Winner in 2017: Stewart McDonald (SNP)

Will the voters of Glasgow South pay any heed to the exhortations of their former Labour MP Tom Harris to vote Tory and thus keep Jeremy Corbyn out of Downing Street?

They might be rather bemused at the spectacle of him fighting yesterday’s war, because the area has long since ceased to be a Labour-Tory battleground. Nowadays the SNP incumbent Stewart McDonald is by far the best-placed candidate to prevent Labour winning the seat – and he’s been doing a pretty effective job of that over the last few years. In 2015 he ousted Harris on a monumental swing of more than 28%, leaving the SNP with a majority of 12,269 votes in a previously rock-solid Labour constituency.

And in spite of the surprisingly large swing back to Labour in 2017, he clung on with slightly more of a cushion than two or three of his colleagues in the other Glasgow seats. The percentage lead he is defending this time is 4.5% – meaning that on a uniform trend Labour would need to trim the SNP’s national lead to around five percentage points before they would oust him. Given their current deficit in the polls, they’d need to travel a long way back over a very short space of time to get within striking distance.

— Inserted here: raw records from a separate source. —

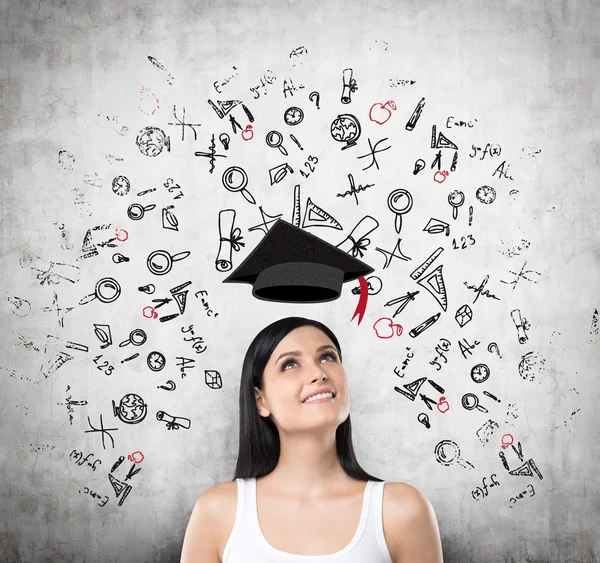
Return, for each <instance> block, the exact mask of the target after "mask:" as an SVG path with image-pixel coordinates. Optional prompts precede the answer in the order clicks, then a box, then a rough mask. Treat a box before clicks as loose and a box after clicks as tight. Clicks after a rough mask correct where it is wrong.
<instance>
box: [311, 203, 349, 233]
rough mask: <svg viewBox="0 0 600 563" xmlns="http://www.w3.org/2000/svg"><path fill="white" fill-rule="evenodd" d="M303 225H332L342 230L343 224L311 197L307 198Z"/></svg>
mask: <svg viewBox="0 0 600 563" xmlns="http://www.w3.org/2000/svg"><path fill="white" fill-rule="evenodd" d="M302 227H331V228H333V229H338V230H340V231H341V230H342V226H341V225H340V224H339V223H338V222H337V221H336V220H335V219H334V218H333V217H332V216H331V215H329V213H327V212H326V211H324V210H323V209H321V208H320V207H319V206H318V205H315V204H314V203H313V202H312V201H311V199H310V198H308V199H307V200H306V207H305V209H304V219H303V220H302Z"/></svg>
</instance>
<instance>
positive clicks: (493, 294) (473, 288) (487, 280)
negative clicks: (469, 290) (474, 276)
mask: <svg viewBox="0 0 600 563" xmlns="http://www.w3.org/2000/svg"><path fill="white" fill-rule="evenodd" d="M489 279H490V276H485V278H483V281H482V282H481V284H480V285H479V287H476V286H474V285H469V284H468V283H467V282H463V284H464V285H466V286H467V288H468V289H472V290H473V291H474V292H475V294H476V297H475V300H474V301H473V303H476V302H477V300H478V299H479V297H480V296H481V295H483V296H484V297H489V298H490V299H495V300H496V301H500V299H499V298H498V297H496V296H495V295H494V294H493V293H490V291H489V290H488V289H486V290H485V291H483V288H484V287H485V286H486V284H487V282H488V280H489Z"/></svg>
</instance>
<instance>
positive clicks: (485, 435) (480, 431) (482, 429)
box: [475, 419, 500, 445]
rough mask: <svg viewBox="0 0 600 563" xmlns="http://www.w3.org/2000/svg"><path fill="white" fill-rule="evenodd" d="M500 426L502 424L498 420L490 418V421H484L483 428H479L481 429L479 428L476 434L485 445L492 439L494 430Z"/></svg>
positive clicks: (496, 428)
mask: <svg viewBox="0 0 600 563" xmlns="http://www.w3.org/2000/svg"><path fill="white" fill-rule="evenodd" d="M498 428H500V425H499V424H498V423H497V422H496V421H494V420H492V419H489V420H488V421H486V422H484V423H483V425H482V426H481V428H479V430H477V432H475V434H476V435H477V437H478V438H479V440H480V441H481V443H482V444H484V445H485V444H487V443H488V442H489V441H490V440H491V438H492V436H493V434H494V432H495V431H496V430H497V429H498Z"/></svg>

As for the Conservatives, even the Ruth Davidson surge in 2017 only lifted them to 19% of the vote – a full 10 percentage points short of their Scotland-wide vote share. But admittedly that was still enough to make this, by a narrow margin, the seat in which they performed better than anywhere else in Glasgow.

That modest success was the very faint echo of a once-proud Tory tradition in the predecessor constituency of Glasgow Cathcart, which by the late 1970s was the party’s last remaining stronghold in the city. When Teddy Taylor lost the seat to Labour against the UK-wide swing in 1979, largely due to demographic changes, it effectively closed the era in which the Conservatives had been serious players in Glasgow politics.

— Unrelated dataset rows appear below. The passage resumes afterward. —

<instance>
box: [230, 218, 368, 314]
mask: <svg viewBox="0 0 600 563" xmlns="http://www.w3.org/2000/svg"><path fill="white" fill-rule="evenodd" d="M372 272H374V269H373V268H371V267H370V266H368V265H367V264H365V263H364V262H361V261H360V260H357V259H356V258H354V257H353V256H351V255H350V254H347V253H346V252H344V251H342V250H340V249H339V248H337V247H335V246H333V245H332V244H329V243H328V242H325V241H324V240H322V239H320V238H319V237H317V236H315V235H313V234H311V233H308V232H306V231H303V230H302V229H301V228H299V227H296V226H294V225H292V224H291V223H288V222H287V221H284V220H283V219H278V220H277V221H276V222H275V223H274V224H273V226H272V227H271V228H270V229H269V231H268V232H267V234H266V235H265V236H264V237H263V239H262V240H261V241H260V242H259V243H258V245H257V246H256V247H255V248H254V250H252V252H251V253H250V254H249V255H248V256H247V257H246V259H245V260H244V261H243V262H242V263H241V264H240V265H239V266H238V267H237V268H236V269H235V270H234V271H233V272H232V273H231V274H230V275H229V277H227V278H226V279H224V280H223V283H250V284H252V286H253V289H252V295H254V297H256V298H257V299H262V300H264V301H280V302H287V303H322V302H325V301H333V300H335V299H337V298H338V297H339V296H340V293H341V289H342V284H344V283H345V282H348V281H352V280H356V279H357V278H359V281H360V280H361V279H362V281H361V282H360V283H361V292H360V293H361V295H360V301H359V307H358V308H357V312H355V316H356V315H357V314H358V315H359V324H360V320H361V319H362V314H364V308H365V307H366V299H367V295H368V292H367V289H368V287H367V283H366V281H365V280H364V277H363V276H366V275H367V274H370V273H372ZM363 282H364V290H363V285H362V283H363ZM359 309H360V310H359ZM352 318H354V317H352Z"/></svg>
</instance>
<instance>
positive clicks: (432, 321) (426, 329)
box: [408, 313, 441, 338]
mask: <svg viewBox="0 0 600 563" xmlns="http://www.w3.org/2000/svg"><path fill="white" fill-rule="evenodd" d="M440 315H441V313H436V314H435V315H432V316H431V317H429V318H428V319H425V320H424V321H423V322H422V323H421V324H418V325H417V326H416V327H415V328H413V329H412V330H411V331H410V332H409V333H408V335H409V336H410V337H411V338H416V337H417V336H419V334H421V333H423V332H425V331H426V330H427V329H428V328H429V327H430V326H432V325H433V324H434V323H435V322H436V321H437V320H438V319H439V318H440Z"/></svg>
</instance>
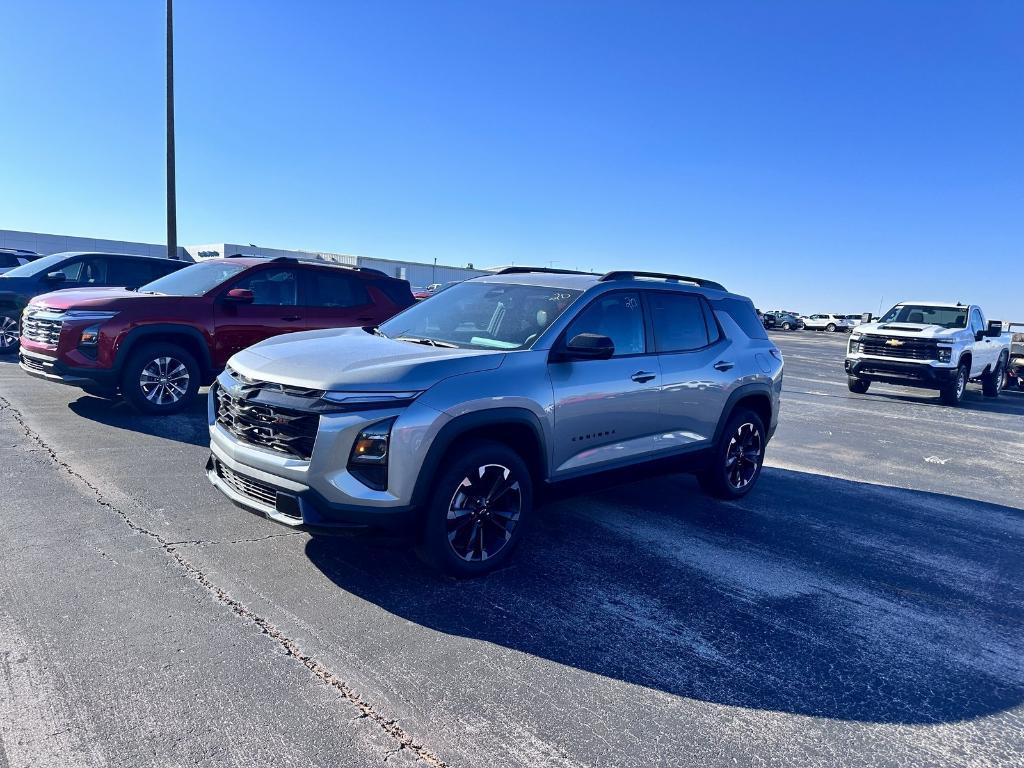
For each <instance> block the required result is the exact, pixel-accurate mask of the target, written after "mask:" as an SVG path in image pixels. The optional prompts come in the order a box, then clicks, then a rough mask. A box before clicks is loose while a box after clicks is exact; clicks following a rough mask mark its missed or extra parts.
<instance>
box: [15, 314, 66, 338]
mask: <svg viewBox="0 0 1024 768" xmlns="http://www.w3.org/2000/svg"><path fill="white" fill-rule="evenodd" d="M62 327H63V314H62V313H58V312H51V311H48V310H45V309H30V310H29V311H27V312H26V313H25V316H24V317H23V318H22V336H24V337H25V338H26V339H28V340H29V341H33V342H35V343H37V344H46V345H47V346H51V347H55V346H56V345H57V341H58V340H59V339H60V329H61V328H62Z"/></svg>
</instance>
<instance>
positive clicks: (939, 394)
mask: <svg viewBox="0 0 1024 768" xmlns="http://www.w3.org/2000/svg"><path fill="white" fill-rule="evenodd" d="M969 377H970V371H969V370H968V367H967V364H965V362H962V364H961V365H959V368H957V369H956V375H955V376H954V377H953V380H952V381H951V382H950V383H948V384H946V385H945V386H943V387H942V389H940V390H939V399H941V400H942V402H943V403H945V404H946V406H958V404H959V403H961V400H963V399H964V392H966V391H967V380H968V378H969Z"/></svg>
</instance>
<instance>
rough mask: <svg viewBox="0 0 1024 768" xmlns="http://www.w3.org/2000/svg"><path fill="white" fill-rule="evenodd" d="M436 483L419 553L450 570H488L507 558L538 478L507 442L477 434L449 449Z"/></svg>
mask: <svg viewBox="0 0 1024 768" xmlns="http://www.w3.org/2000/svg"><path fill="white" fill-rule="evenodd" d="M444 462H445V463H447V465H449V466H447V468H446V469H443V470H442V471H441V474H440V476H439V477H438V479H437V480H436V482H434V483H433V487H434V490H433V493H432V495H431V497H430V501H429V503H428V505H427V508H426V511H425V518H424V520H423V532H422V537H421V539H420V542H419V546H418V547H417V554H419V556H420V558H421V559H422V560H424V562H426V563H427V564H428V565H430V566H432V567H434V568H436V569H438V570H440V571H443V572H444V573H447V574H450V575H455V577H460V578H468V577H478V575H483V574H484V573H487V572H489V571H492V570H495V569H496V568H500V567H501V566H502V565H504V564H506V563H507V562H508V561H509V560H510V559H511V557H512V553H513V552H514V550H515V548H516V547H517V546H518V544H519V542H520V540H521V539H522V537H523V531H524V530H525V527H524V526H525V524H526V523H527V522H528V521H529V519H530V517H531V516H532V514H534V508H532V507H534V483H532V479H531V477H530V474H529V469H528V468H527V467H526V464H525V462H523V460H522V458H521V457H520V456H519V455H518V454H517V453H516V452H515V451H513V450H512V449H510V447H508V446H507V445H505V444H503V443H500V442H494V441H492V440H474V441H472V442H468V443H464V444H462V445H460V447H459V451H458V452H455V451H453V452H450V453H449V454H447V456H446V458H445V459H444Z"/></svg>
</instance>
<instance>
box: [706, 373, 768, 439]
mask: <svg viewBox="0 0 1024 768" xmlns="http://www.w3.org/2000/svg"><path fill="white" fill-rule="evenodd" d="M751 395H755V396H759V397H762V396H763V397H765V398H766V399H767V400H768V410H769V411H770V412H771V416H770V417H769V419H768V423H767V424H765V425H764V427H765V430H766V431H767V435H766V437H765V442H767V441H768V440H770V439H771V437H772V435H773V433H774V430H773V429H772V422H773V421H774V420H775V403H774V400H772V396H771V386H770V385H768V384H766V383H763V382H753V383H751V384H743V385H741V386H739V387H736V389H735V390H734V391H733V392H732V394H730V395H729V399H727V400H726V401H725V408H724V409H722V416H721V418H720V419H719V420H718V426H717V427H715V439H714V441H713V443H712V444H714V445H717V444H718V441H719V440H721V439H722V432H723V431H725V424H726V422H727V421H729V419H730V418H731V417H732V414H733V412H734V411H735V410H736V404H737V403H738V402H739V401H740V400H741V399H743V398H744V397H750V396H751Z"/></svg>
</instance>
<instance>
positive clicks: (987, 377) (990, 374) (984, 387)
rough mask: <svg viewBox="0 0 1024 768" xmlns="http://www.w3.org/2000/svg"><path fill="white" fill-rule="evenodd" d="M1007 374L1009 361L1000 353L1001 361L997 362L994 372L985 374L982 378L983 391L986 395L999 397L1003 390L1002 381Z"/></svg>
mask: <svg viewBox="0 0 1024 768" xmlns="http://www.w3.org/2000/svg"><path fill="white" fill-rule="evenodd" d="M1006 376H1007V361H1006V358H1004V357H1002V355H999V361H998V362H996V364H995V368H994V369H992V372H991V373H989V374H985V376H983V377H982V379H981V391H982V392H983V393H984V395H985V396H986V397H998V396H999V392H1001V391H1002V383H1004V381H1005V380H1006Z"/></svg>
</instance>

It’s doubtful whether the residual Tory support is comprised of the type of voter Tom Harris would approve of anyway, because 72% of the constituency ignored his advice by voting Remain in the 2016 referendum. Conservative voters here may more closely resemble their counterparts in pro-Remain East Renfrewshire than in Eurosceptic parts of north-east Scotland. If so, some of them might be questioning their own party loyalties due to Brexit, and there’s plenty of room for a Liberal Democrat recovery at Tory expense. The Lib Dems have in the relatively recent past achieved as much as 19% of the local vote, but by 2017 had slumped to just 3%.

But that’s very much the basement battle.

As much as it may dismay Harris, only the SNP and Labour can realistically win here – and at the moment it looks like the SNP will come out on top for a third election in a row.


Winner in 2017: Alison Thewliss (SNP)

The Glasgow count centre was a frightening place for the SNP on election night in 2017. They turned up with every reason to expect that they would hold all seven of the city’s constituencies, but in the end lost one, held two others by a margin of only a few dozen votes, and would have lost the whole lot if the swing to Labour had been just 3.3% greater.

The closest thing there was to an unalloyed success story was in Glasgow Central, where Alison Thewliss managed to contain the fall in SNP support to just 8% – less than anywhere else in Glasgow, and considerably less than in the constituencies where the party got into real trouble.

The good result for Thewliss might be partly explained by her own reputation as a particularly effective local representative, and perhaps also by the fact that there was no Green candidate. Two years earlier the Greens had taken 4% of the vote, and if those people ended up breaking disproportionately for Thewliss it will have slightly mitigated the swing from SNP to Labour.

There’s also the constituency’s pro-European credentials to consider – 71% of voters here backed Remain, a much higher figure than in neighbouring seats like Glasgow North-East or Glasgow East.

But whatever the reasons for Thewliss bucking the national and city-wide trend, it’s just as well she did, because on the type of swing seen in the likes of Glasgow East she would have lost her seat by a fair distance. Fortunately the storm clouds appear to have passed since then. On a uniform swing the SNP’s national lead over Labour would have to dip to around 3% or 4% before Glasgow Central would fall, and that seems extremely improbable. Thewliss does face the modest complication of a Green challenge this time, which may eat into her pro-independence and pro-Remain support base, but it shouldn’t prevent her retaining her seat by a convincing margin.